Interface ICanonicalLinkDetector

All Known Implementing Classes:
GenericCanonicalLinkDetector

public interface ICanonicalLinkDetector

Detects and return any canonical URL found in documents, whether from the HTTP headers (metadata), or from a page content (usually HTML). Documents having a canonical URL reference in them are rejected in favor of the document represented by the canonical URL.

When a HttpCrawlerConfig.isFetchHttpHead() is true, a page won't be downloaded if a canonical link is found in the HTTP headers (saving bandwidth and processing). If not used, or if no canonical link was found, an attempt will be made against the HTTP headers obtained (if any) just after fetching a document. If no canonical link was found there, then the content is evaluated.

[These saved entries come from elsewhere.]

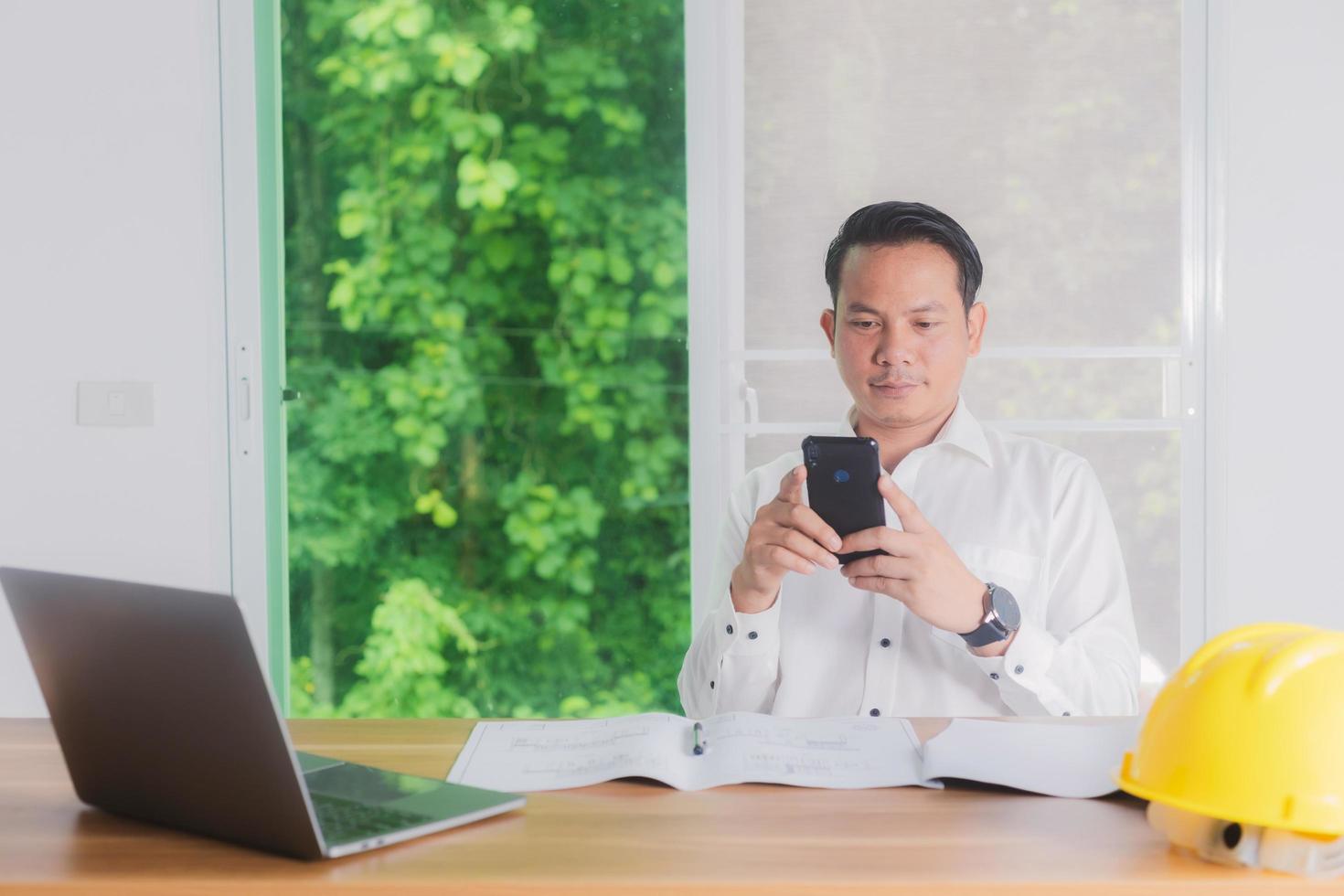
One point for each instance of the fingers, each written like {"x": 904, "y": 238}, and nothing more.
{"x": 772, "y": 558}
{"x": 804, "y": 518}
{"x": 880, "y": 538}
{"x": 806, "y": 549}
{"x": 884, "y": 567}
{"x": 791, "y": 486}
{"x": 912, "y": 520}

A canonical link found to be the same as the current page reference is ignored.

Since:
2.2.0
Author:
Pascal Essiembre
  • Method Details

    • detectFromMetadata

      String detectFromMetadata(String reference, Properties metadata)
      Detects from metadata gathered so far, which when invoked, is normally the HTTP header values.
      Parameters:
      reference - document reference
      metadata - metadata object containing HTTP headers
      Returns:
      the detected canonical URL or null if none is found.
    • detectFromContent

      String detectFromContent(String reference, InputStream is, ContentType contentType) throws IOException
      Detects from a document content the presence of a canonical URL. This occur before a document gets parsed and may apply to only a few content types.
      Parameters:
      reference - document reference
      is - the document content input stream
      contentType - the document content type
      Returns:
      the detected canonical URL or null if none is found.
      Throws:
      IOException - problem reading content